加えて、音の条件も変わりました。かつての街路は生活音で埋まっていたはずです。行商の声、木戸の開閉、屋外での作業。それらが屋内へ移り、機械に置き換わると、街路の音は自動車の走行音にほぼ一本化されます。一本化された音は、途切れたときに完全な静けさを作る。多様な音が少しずつ減っていくのと、単一の音が止まるのとでは、静寂の質が違います。後者は落差が急で、だから空白として引っかかる。
もっとも、光と音だけの話にしてしまうと取りこぼすものがあります。二十世紀後半に起きた大規模な人口移動——農山村から都市への流出——は、建物が残ったまま人だけが減る、という状態を各地に作りました。空き家、閉じた分校、間隔の開いた時刻表。ここで効いているのは暗さではなく、かつて満たされていた容器が空になっている、という構造です。容器の形が保たれているほど、空白は際立つ。完全な廃墟よりも、まだ機能している過疎地の方がこの形容を呼びやすいのは、そのためでしょう。
ここで自分の観察に反論しておきます。ではその土地に住み続けている人は、自分の生活を毎日そう形容しているのか。おそらく、していない。買い物をし、隣人に会い、決まった時刻に帰る生活は、当人にとって空白ではありません。この形容が成立するのは、通り過ぎる者、あるいは以前を知っている者の位置からです。基準としての「かつて」や「よそ」を持ち込める人間だけが、その差分を測れる。

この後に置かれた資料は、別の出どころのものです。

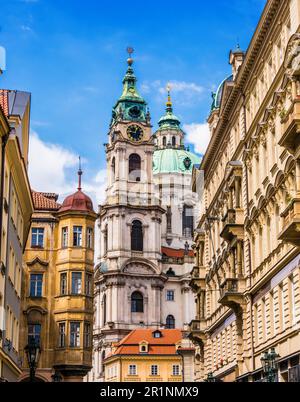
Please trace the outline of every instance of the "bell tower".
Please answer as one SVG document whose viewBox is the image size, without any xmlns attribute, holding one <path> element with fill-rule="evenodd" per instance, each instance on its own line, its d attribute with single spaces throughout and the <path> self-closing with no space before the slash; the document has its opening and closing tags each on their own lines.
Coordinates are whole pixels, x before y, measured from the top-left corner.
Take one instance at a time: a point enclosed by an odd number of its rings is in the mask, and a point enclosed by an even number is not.
<svg viewBox="0 0 300 402">
<path fill-rule="evenodd" d="M 138 327 L 162 326 L 162 291 L 167 281 L 161 254 L 165 211 L 154 192 L 150 113 L 136 88 L 133 49 L 128 52 L 123 92 L 113 107 L 106 144 L 106 201 L 99 208 L 95 381 L 103 380 L 103 358 L 114 342 Z"/>
</svg>

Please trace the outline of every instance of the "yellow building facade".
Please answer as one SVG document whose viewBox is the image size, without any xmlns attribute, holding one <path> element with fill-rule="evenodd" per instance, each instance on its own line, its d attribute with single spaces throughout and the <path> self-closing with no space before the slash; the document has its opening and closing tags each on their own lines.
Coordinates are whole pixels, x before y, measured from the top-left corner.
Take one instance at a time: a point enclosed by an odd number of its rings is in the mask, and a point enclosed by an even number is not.
<svg viewBox="0 0 300 402">
<path fill-rule="evenodd" d="M 104 360 L 105 382 L 192 382 L 194 348 L 180 330 L 137 329 Z"/>
<path fill-rule="evenodd" d="M 265 381 L 271 348 L 276 381 L 300 381 L 299 45 L 300 1 L 267 1 L 214 98 L 193 176 L 202 195 L 190 325 L 198 381 Z"/>
<path fill-rule="evenodd" d="M 79 186 L 80 187 L 80 186 Z M 92 365 L 94 226 L 92 201 L 79 191 L 57 203 L 33 192 L 35 211 L 25 250 L 20 350 L 32 339 L 41 353 L 39 381 L 82 381 Z"/>
<path fill-rule="evenodd" d="M 23 251 L 33 202 L 27 174 L 30 94 L 0 90 L 0 379 L 21 374 L 19 331 Z"/>
</svg>

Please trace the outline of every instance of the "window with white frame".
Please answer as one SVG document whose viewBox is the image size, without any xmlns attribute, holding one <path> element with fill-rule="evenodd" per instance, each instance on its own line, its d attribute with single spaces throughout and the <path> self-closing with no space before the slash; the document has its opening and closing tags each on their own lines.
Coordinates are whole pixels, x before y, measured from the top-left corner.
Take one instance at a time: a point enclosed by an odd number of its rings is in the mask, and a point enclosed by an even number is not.
<svg viewBox="0 0 300 402">
<path fill-rule="evenodd" d="M 87 228 L 86 231 L 86 247 L 93 248 L 93 228 Z"/>
<path fill-rule="evenodd" d="M 180 375 L 180 366 L 178 364 L 173 365 L 172 375 L 175 375 L 175 376 Z"/>
<path fill-rule="evenodd" d="M 32 228 L 31 247 L 44 247 L 44 228 Z"/>
<path fill-rule="evenodd" d="M 158 365 L 157 364 L 152 364 L 152 366 L 151 366 L 151 375 L 153 375 L 153 376 L 158 375 Z"/>
<path fill-rule="evenodd" d="M 80 347 L 80 322 L 70 323 L 70 347 Z"/>
<path fill-rule="evenodd" d="M 82 289 L 82 273 L 72 272 L 72 294 L 80 295 Z"/>
<path fill-rule="evenodd" d="M 73 246 L 82 247 L 82 226 L 73 227 Z"/>
<path fill-rule="evenodd" d="M 93 276 L 92 274 L 85 275 L 85 294 L 87 296 L 92 296 L 93 290 Z"/>
<path fill-rule="evenodd" d="M 69 228 L 68 227 L 62 228 L 61 240 L 62 240 L 61 241 L 62 248 L 67 248 L 68 243 L 69 243 Z"/>
<path fill-rule="evenodd" d="M 58 347 L 66 347 L 66 323 L 60 322 L 58 324 Z"/>
<path fill-rule="evenodd" d="M 137 369 L 135 364 L 130 364 L 128 367 L 128 374 L 129 375 L 137 375 Z"/>
</svg>

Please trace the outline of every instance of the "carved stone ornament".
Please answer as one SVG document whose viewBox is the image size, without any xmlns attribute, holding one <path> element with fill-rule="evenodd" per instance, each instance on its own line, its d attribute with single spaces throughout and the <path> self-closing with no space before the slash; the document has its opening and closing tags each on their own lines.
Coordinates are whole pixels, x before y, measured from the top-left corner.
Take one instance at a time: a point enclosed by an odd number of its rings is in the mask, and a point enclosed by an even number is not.
<svg viewBox="0 0 300 402">
<path fill-rule="evenodd" d="M 287 46 L 284 66 L 289 76 L 300 76 L 300 34 L 292 36 Z"/>
<path fill-rule="evenodd" d="M 149 265 L 141 262 L 131 262 L 123 270 L 126 274 L 138 274 L 138 275 L 153 275 L 155 270 Z"/>
</svg>

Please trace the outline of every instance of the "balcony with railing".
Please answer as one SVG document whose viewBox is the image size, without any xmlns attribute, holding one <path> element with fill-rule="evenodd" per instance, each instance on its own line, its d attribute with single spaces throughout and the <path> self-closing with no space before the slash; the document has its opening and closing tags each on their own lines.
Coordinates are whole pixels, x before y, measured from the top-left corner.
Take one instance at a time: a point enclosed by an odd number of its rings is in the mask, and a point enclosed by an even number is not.
<svg viewBox="0 0 300 402">
<path fill-rule="evenodd" d="M 191 272 L 191 281 L 189 283 L 190 287 L 195 293 L 200 289 L 205 289 L 205 275 L 201 276 L 201 273 L 205 273 L 204 267 L 194 267 Z"/>
<path fill-rule="evenodd" d="M 242 209 L 229 209 L 223 218 L 223 230 L 220 236 L 231 242 L 234 238 L 244 239 L 244 211 Z"/>
<path fill-rule="evenodd" d="M 227 278 L 220 286 L 219 303 L 222 306 L 236 310 L 245 304 L 245 280 L 241 278 Z"/>
<path fill-rule="evenodd" d="M 283 230 L 279 240 L 300 246 L 300 198 L 294 198 L 288 208 L 282 213 Z"/>
<path fill-rule="evenodd" d="M 189 325 L 189 338 L 195 343 L 203 344 L 206 340 L 205 335 L 206 320 L 193 320 Z"/>
<path fill-rule="evenodd" d="M 300 156 L 300 99 L 294 99 L 289 111 L 282 112 L 282 137 L 279 145 L 295 157 Z"/>
</svg>

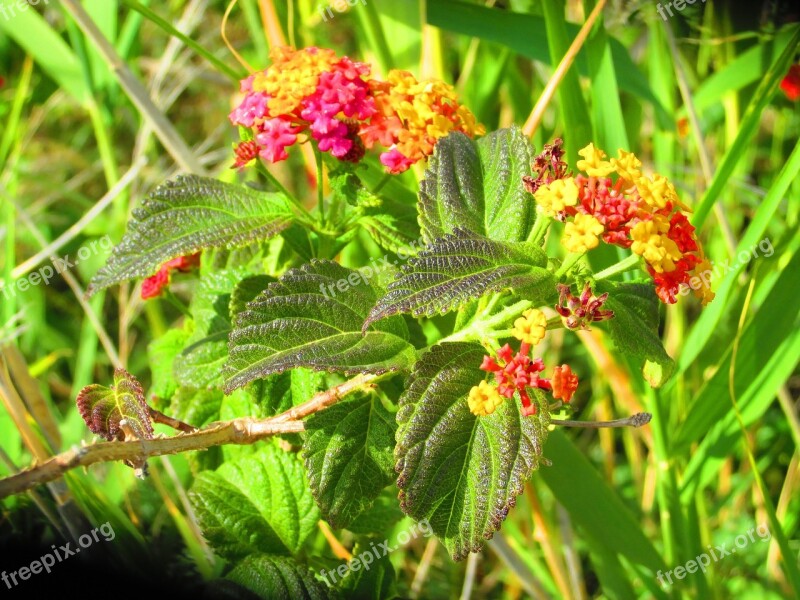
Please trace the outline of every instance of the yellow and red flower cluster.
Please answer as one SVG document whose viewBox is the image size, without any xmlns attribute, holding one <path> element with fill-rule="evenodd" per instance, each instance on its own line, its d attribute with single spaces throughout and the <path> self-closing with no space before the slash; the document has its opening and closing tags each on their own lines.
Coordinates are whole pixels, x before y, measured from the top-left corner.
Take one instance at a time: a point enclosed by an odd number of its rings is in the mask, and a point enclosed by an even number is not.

そうすると、地の文にこの語を置いた瞬間、語り手の立ち位置が一つ確定してしまいます。語り手はその風景の内部にいない。外から来たか、時間の上で離れたか、どちらかです。街の描写のつもりで置いた形容が、視点人物の来歴を先に喋ってしまう。共起の側にも同じ制約が出ています。この形容が掛かるのは通りや駅や家並みであって、人ではない。「寂しい」なら一人称の申告にも使えますが、こちらは「私は物寂しい」とは言えず、対象を必ず風景の側に置くことを要求します。逆に言えば、土地の人間に語らせたい場面でこの語を使うなら、その人物が一度そこを出た経験を持つことを、どこかで示しておく必要がある。形容詞は風景ではなく、風景を見ている位置を記述している。